Y después de la Segunda Guerra Mundial, comenzó todo de nuevo. Rico’s Creole Band fue una de las grandes orquestas criollas para influir en todo París, el Blomet Ball reunió a las comunidades afro-caribeñas, L’Escale se convirtió en un terreno de baile esencial para los amantes de la música latina, el pianista Eddie Warner fue uno de estos pilares , acompañado de sus “ritmos”, una “orquesta ingeniosa con el 85% de los músicos franceses, solo los percusionistas eran sudamericanos”. Otro jazzman, Henri Rossotti, también navegó en las cálidas aguas de estas suaves costas tropicales.
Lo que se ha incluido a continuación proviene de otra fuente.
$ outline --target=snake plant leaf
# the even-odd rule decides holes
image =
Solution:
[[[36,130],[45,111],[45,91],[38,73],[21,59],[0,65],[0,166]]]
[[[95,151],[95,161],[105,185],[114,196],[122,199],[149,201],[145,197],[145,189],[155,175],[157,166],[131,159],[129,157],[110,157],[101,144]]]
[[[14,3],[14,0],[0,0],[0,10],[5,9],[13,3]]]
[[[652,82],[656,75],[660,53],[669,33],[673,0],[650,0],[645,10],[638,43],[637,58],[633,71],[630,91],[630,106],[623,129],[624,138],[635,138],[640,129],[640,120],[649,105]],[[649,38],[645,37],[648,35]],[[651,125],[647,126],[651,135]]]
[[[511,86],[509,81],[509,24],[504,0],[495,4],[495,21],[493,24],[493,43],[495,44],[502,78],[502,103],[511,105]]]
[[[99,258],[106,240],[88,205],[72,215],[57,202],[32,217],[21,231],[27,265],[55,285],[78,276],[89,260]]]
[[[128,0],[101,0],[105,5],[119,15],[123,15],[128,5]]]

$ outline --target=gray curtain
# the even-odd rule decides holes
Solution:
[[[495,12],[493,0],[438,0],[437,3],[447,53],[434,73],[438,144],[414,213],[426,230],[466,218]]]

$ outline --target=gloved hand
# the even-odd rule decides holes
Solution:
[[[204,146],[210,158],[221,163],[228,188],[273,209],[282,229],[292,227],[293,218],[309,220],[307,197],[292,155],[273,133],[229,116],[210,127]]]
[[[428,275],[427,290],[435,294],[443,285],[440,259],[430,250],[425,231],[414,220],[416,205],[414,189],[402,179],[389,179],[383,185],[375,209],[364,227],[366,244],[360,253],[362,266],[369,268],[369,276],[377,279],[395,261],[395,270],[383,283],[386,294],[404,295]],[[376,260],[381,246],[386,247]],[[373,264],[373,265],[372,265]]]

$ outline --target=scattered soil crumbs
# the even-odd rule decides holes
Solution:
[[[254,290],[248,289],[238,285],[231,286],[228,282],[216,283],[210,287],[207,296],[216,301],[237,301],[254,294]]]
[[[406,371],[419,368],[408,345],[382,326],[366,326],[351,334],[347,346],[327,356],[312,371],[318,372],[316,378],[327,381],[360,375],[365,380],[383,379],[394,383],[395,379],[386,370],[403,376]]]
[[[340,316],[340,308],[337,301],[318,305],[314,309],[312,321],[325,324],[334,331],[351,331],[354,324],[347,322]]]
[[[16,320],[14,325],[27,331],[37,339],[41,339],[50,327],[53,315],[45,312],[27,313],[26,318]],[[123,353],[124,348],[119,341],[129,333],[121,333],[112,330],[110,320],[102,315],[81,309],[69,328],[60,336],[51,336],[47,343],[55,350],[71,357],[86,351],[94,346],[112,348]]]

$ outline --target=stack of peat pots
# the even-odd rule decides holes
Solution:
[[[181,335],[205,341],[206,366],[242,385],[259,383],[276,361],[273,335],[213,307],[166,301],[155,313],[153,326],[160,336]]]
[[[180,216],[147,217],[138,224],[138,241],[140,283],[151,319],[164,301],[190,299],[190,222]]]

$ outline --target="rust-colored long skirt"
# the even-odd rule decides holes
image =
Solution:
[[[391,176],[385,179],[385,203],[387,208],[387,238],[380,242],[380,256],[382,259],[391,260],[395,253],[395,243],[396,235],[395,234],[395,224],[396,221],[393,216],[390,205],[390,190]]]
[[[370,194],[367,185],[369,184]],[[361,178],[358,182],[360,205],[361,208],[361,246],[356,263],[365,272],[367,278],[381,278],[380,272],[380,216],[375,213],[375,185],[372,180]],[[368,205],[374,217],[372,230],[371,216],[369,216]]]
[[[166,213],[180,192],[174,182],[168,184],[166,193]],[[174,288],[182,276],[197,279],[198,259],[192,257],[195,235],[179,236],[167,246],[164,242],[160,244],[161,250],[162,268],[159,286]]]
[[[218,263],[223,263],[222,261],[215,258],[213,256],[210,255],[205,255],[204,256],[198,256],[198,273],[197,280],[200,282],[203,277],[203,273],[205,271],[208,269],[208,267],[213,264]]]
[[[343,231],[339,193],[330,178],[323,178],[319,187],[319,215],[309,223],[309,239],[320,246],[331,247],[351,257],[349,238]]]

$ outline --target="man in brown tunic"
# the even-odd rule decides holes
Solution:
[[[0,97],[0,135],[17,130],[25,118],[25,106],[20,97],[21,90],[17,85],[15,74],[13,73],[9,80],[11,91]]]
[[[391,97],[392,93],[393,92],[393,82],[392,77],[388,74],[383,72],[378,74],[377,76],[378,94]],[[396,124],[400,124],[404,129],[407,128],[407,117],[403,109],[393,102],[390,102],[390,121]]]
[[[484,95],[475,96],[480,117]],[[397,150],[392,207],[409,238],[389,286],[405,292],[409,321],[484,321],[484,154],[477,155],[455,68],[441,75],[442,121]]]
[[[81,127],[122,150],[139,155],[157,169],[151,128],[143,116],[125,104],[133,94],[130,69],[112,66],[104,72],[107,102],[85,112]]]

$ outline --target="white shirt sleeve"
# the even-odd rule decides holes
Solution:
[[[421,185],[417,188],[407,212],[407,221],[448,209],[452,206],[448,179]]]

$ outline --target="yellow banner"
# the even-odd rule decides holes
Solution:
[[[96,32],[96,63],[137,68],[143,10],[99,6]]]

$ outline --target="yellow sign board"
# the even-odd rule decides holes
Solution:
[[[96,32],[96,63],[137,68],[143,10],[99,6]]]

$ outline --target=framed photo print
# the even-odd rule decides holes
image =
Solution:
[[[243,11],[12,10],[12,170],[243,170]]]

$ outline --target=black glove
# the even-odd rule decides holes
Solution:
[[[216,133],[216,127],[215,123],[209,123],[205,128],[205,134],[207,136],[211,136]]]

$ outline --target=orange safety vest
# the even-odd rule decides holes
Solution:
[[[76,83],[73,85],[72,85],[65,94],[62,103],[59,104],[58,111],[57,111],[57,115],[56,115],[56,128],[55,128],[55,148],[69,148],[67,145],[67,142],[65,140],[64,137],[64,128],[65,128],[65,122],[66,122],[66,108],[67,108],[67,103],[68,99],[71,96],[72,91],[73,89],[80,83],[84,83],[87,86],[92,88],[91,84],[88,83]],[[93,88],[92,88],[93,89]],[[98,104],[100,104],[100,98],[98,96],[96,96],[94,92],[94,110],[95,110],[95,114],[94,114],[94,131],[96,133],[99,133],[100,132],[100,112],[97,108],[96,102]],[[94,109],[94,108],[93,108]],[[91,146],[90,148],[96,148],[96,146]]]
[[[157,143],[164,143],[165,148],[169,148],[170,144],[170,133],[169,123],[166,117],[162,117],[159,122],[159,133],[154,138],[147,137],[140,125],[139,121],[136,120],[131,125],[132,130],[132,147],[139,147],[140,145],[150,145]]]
Cubrieron sambas y mambos, adaptando a Benny Moré y Pérez Prado. Picante, como Benny Bennett y su orquesta de música latinoamericana, que terminaron siendo el campo de entrenamiento de muchos aprendices de improvisadores. En el menú: calipso, merengue … y por supuesto chachacha. Poco después, Los Machucambos, una banda sudamericana creada en el Barrio Latino interpretó música entre la guajira y el flamenco y su canción Pepito marcó el comienzo del éxito del trío.

En ese momento, los combos de estilo latino estaban de moda en Francia, como la chachacha, que fue inventada oficialmente a principios de la década de 1950 por Enrique Jorrin, pronto seguida por la pachanga, que se convirtió en un elemento básico de las películas en blanco y negro. A la larga, esta música se ha convertido en una especie de estándar francés, adaptado por muchos: Boris Vian a menudo, Bourvil, Bob Azzam, Gainsbourg, Carlos (en broma), Louis Chedid, Vanessa Paradis … Llevándolo un poco lejos, incluso podrías detectar los inicios del toque francés. Este asunto de Chachacha es emblemático de la historia atípica de la música popular, la de los callejones, lejos de los caminos y los surcos de la gloria.